Муравьев был почти в обмороке, но как глубокоспящий просыпается с неимоверным усилием, так он очнулся, открыл глаза и взглянул вверх; увидел, что Бестужев висит: узнал его по маленькому росту. «Ну, слава Богу, — подумал, — иной гонец иного Царя уже возвестил ему жизнь!» А что сам будет сейчас умирать не второю, а третьей смертью, — не подумал. Опять закрыл глаза и успокоился с последнею мыслью: «Ипполит… маменька…»
Музыка затихла. В тишине, из кучки народа на Троицкой площади, послышался вопль, визг: там женщина билась в припадке. И опять, как давеча, по всей толпе, от площади до виселицы, прошло глухим гулом содрогание ужаса. Казалось, еще минута, — и люди не вынесут: бросятся, убьют палачей и сметут виселицу.
— Вешать! Вешать! Вешать скорей! — кричал Кутузов. — Эй, музыка!
Снова заиграла музыка. Трех упавших вытащили из дыры. Взойти на помост они уже не могли: взнесли на руках. Опустившуюся доску подняли. Пестель достал до нее носками и ожил: по замершему телу пробежала новая судорога. Бестужев не достал благодаря малому росту: он один от второй смерти избавился.
Опять накинули петли и опустили доску. На этот раз все повисли как следует.

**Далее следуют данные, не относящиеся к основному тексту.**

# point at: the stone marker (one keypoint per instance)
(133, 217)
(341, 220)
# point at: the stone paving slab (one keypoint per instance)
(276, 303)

Был час шестой. Солнце всходило в тумане, так же как все эти дни, тускло-красное. Прямо против солнца, между двумя черными столбами, на пяти веревках висели пять неподвижно вытянутых тел, длинных-длинных, белых, спеленутых. И солнце, тускло-кровавое, не запятнало кровью белых саванов.
ГЛАВА ДЕСЯТАЯ
Накануне казни государь уехал, или, как иные говорили, «бежал» в Царское. Каждые четверть часа туда посылали фельдъегерей, прямо с места казни. С последним Кутузов отправил донесение:
«Экзекуция кончилась с должною тишиною и порядком, как со стороны бывших в строю войск, так и со стороны зрителей, коих было немного. По неопытности наших палачей и неумению устраивать виселицы, при первом разе, трое, а именно: Рылеев, Каховский и Муравьев — сорвались, но вскоре опять были повешены и получили заслуженную смерть. О чем Вашему Императорскому Величеству всеподданнейше доношу».
В тот же день начальник главного штаба, генерал Дибич, писал государю:
«Фельдъегерь доставит Вашему Величеству донесение генерала Кутузова об исполнении приговора над мерзавцами. Войско вело себя с достоинством, а злодеи с тою низостью, которую мы видели с самого начала».
«Благодарю Бога, что все окончилось благополучно, — ответил государь Дибичу. — Я хорошо знал, что герои 14-го не выкажут при сем случае более мужества, чем следует. Советую вам, мой милый, соблюдать сегодняшний день величайшую осторожность».
14-го июля отслужено было благодарственное молебствие на Сенатской площади. Войска окружали походную церковь, поставленную у памятника Петра, на том самом месте, где 14-го Декабря стояло каре мятежников. Митрополит с духовенством обходил ряды войск и кропил их святою водою.
Последняя ектенья возглашалась торжественно, с коленопреклонением:
«Еще молимся о еже прияти Господу Спасителю нашему исповедание и благодарение нас, недостойных рабов Своих, яко от неиствующия крамолы, злоумышлявшия на испровержение веры православныя и престола и на разорение царства Российского, явил есть нам заступление и спасение Свое».
«Их казнь — казнь России? Нет, пощечина. Ну, да ничего, съедят. Прав Каховский: подлая страна, подлый народ. Погибнет Россия… А, может быть, и гибнуть нечему: никакой России нет и не было».
Так думал Голицын, сидя в своей новой камере, в Невской куртине, куда перевели его после экзекуции, 13-го июля. Он уже знал, что казнь совершилась, — фейерверкер Шибаев успел ему об этом шепнуть, — но больше ничего не знал. В эти дни после казни арестанты содержались с такою же строгостью, как в первые дни заключения. Никуда не выпускали их из камер; разговоры и перестукивания кончились; сторожа опять онемели; на все вопросы был один ответ: «Не могу знать».